Still Afraid to Squat?
Learn Why Squats Are a Must for Any Fitness Goal.
Many bodybuilders and power lifters consider squatting to be the 'king' of all exercises. No other move engages quite the same amount of muscle or is quite so functional. If you aren't squatting, then yo u won't be producing the maximum anabolic response from your training and you won't grow as much as you could be – it's as simple as that.
Meanwhile, for women who are more interested in getting a model-like body, squats are still the king. Women who squat have the best posteriors in the world and there is no shortage of memes across the web to prove this fact.
So matter what your strength and physique goals, squatting is number one.
But despite this fact, a lot of people still aren't doing it. Why? Because they're afraid. If you find yourself in the same boat – afraid of getting it wrong and looking silly, or possibly afraid of injuring yourself – then read on and see how you can go about conquering that fear.
Start With Kettlebells
If you find the idea of walking up to the squat rack intimidating, then a kettlebell should be much less intimidating. What's more, you can train with a kettlebell from the comfort of your own home so you don't need to attempt your first rep with an audience.
There are two exercises you can do with a kettlebell that will help you build up to a squat. The first is the kettlebell swing, which involves swinging a kettlebell between your legs with both hands. This involves squatting and is similar to a squat in terms of the motion you make with your legs.

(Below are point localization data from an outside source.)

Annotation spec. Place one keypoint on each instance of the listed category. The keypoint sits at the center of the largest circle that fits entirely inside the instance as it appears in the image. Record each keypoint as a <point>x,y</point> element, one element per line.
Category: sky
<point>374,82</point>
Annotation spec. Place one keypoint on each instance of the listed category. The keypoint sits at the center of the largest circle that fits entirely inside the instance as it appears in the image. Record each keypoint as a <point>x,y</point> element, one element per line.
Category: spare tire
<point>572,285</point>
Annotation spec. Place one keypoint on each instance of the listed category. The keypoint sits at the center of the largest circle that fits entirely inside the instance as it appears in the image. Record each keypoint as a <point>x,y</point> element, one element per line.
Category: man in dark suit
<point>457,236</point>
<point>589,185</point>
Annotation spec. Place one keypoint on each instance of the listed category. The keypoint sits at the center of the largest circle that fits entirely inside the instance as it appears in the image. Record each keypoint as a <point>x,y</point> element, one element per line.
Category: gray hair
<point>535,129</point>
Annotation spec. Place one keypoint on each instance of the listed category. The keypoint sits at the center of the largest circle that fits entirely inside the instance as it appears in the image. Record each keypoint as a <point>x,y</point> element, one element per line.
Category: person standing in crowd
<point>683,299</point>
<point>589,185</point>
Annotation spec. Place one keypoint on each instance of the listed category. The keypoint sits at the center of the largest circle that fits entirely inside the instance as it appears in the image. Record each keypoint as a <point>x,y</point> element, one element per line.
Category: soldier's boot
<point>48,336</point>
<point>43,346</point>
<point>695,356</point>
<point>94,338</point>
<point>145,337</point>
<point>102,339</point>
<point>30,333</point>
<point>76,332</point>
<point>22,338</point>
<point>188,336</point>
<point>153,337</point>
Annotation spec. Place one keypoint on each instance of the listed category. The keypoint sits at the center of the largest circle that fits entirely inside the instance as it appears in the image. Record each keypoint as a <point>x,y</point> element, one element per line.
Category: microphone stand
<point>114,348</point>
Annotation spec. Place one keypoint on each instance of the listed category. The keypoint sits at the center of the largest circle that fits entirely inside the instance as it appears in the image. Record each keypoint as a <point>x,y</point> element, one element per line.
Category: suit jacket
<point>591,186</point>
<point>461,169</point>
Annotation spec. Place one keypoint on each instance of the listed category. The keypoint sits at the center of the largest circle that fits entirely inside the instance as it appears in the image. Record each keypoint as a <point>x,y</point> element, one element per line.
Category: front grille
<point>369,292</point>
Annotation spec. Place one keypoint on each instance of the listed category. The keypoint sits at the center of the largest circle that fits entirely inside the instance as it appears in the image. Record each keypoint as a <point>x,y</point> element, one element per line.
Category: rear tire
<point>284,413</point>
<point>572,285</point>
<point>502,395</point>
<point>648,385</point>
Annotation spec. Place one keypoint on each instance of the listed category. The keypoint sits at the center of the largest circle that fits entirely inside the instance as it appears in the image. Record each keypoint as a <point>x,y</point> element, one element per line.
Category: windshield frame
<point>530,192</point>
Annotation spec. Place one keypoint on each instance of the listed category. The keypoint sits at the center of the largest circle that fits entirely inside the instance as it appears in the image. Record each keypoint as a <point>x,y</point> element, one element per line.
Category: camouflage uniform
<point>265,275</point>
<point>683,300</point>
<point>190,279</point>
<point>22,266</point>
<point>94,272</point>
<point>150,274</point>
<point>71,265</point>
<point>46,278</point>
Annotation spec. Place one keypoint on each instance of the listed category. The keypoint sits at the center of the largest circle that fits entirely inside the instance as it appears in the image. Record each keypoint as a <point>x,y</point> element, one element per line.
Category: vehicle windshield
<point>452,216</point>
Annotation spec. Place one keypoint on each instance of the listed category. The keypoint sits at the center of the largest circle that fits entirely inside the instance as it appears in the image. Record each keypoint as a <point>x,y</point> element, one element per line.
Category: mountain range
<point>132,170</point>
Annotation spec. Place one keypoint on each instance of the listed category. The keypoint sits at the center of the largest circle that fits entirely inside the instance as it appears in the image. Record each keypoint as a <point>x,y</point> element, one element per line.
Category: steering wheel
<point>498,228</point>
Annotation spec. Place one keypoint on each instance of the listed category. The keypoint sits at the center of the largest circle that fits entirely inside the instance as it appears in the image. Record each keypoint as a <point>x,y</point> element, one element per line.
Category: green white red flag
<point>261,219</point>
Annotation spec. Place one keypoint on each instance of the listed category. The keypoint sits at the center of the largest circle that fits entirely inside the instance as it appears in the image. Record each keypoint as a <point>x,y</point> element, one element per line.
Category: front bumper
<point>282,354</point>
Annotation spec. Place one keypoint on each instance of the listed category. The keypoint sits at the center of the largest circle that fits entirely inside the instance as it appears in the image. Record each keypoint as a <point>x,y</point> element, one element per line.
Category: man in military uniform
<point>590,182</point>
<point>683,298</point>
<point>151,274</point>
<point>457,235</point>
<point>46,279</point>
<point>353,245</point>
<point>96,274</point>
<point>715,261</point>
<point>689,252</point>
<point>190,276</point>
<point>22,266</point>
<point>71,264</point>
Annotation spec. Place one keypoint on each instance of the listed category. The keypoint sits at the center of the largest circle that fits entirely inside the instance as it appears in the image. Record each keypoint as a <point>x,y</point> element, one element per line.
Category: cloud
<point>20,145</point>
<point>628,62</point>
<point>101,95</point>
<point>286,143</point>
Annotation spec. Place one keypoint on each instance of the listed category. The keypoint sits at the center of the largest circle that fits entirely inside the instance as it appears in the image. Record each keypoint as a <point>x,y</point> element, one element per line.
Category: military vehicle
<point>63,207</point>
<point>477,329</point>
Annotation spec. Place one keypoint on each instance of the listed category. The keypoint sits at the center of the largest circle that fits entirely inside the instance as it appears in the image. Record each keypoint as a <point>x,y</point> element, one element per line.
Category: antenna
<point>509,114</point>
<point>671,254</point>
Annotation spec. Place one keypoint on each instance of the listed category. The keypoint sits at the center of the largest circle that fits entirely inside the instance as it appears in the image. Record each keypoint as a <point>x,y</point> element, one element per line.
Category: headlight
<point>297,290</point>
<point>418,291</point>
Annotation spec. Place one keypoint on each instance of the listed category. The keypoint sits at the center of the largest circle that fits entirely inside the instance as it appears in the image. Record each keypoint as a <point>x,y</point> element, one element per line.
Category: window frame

The next is a goblet squat. Here you hold the kettlebell against your chest and then squat. It's much easier to feel stable doing this and much easier to put the kettlebell down.
Even if you never build up to squatting in a rack, these two moves alone should be sufficient for building a strong posterior chain, toning your buttocks and producing an anabolic response.
Take it Slow
When you do step into the gym to squat, a good place to start is on the Smith Machine. This is a machine that guides you through the movement and that will catch the bar if you drop it. It's not as good at building functional strength as a regular squat though, so you need to graduate eventually.
Another option is to perform squats but with a very light weight – even just the bar. This way you can get your technique right first and then slowly build up by adding more weight.
Having a spotter is also a very good idea.
Quick Form Check
While this article isn't about technique, it can help to run through a checklist before you begin. Quickly then:
- Chin up, head forward
- Body square, hips forward
- Feet facing slightly outward,
- Knees facing slightly outward
- Back completely straight
To get the last (and most important) point right, imagine there is a ruler stick down the back of your t-shirt and then try not to 'bend' the stick. Get this right and you can squat safely and start making real gains!